BFM

Loi immigration: une cinquantaine d'ONG dénonce le texte "le plus régressif depuis 40 ans"

BFM G.G. avec AFP
Des manifestants défilent à Paris contre la future loi sur l'immigration portée par Gérald Darmanin. (photo d'illustration)

Des manifestants défilent à Paris contre la future loi sur l'immigration portée par Gérald Darmanin. (photo d'illustration) - STEPHANE DE SAKUTIN / AFP

Téléchargez la nouvelle application BFM
Des dizaines d'ONG ont dénoncé la teneur de l'accord sur la loi immigration trouvé par des députés et sénateurs en Commission mixte paritaire, qualifiant le projet de loi d'"arbitraire" et "inhumain".

Des organisations de défense des immigrés ont dénoncé mardi l'accord politique trouvé au Parlement autour du projet de loi sur l'immigration, "le plus régressif depuis au moins 40 ans" en France selon associations et syndicats, qui déplorent un texte à la "xénophobie décomplexée".

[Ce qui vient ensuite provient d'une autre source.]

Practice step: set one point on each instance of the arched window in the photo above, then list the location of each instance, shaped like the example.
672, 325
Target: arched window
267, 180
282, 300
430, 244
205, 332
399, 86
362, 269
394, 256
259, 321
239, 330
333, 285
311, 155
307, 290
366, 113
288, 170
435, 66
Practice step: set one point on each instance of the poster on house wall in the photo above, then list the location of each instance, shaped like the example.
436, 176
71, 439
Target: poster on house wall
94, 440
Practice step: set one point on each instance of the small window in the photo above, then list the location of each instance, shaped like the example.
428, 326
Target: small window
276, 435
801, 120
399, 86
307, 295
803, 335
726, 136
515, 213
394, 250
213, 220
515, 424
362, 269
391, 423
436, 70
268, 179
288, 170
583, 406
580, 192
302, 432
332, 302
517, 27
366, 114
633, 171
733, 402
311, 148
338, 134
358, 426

Députés et sénateurs réunis en commission mixte paritaire (CMP) sont parvenus mardi à un accord sur ce texte controversé, promis depuis un an et demi par le gouvernement et depuis largement durci au Sénat. Les négociations ont notamment permis de déboucher sur un compromis au sujet des prestations sociales versées aux étrangers, point sensible des tractations politiques depuis lundi, tandis que le texte doit encore franchir l'étape du vote dans les deux chambres du Parlement dans la soirée.

"Mesures profondément discriminatoires"

"L'examen de ce texte a peu à peu fait sauter des digues, laissant le champ libre à une xénophobie aujourd'hui complètement décomplexée", ont déploré dans un communiqué commun une cinquantaine d'associations, syndicats et ONG, dont France terre d'asile ou la Ligue des droits de l'homme.

Le texte "n'est ni plus ni moins désormais que le projet de loi le plus régressif depuis au moins 40 ans pour les droits et conditions de vie des personnes étrangères, y compris celles présentes depuis longtemps en France", ont estimé ces organisations, énumérant les mesures emblématiques de la droite avalisées ces dernières heures par le camp présidentiel: rétablissement du délit de séjour irrégulier, enfermement et expulsions de personnes protégées au titre de la vie privée et familiale, refus ou retrait du droit au séjour au motif de menaces à l'ordre public...

"Le gouvernement et les parlementaires qui le soutiennent se sont pliés aux sommations des dirigeants du groupe LR pour laisser triompher des mesures profondément discriminatoires", estiment ces organisations, appelant encore "à ne pas adopter" le texte. "Les principes d'égalité, de solidarité et d'humanité, qui fondent notre République, semblent ne plus être aujourd'hui une boussole légitime de l'action gouvernementale", dénoncent-elles.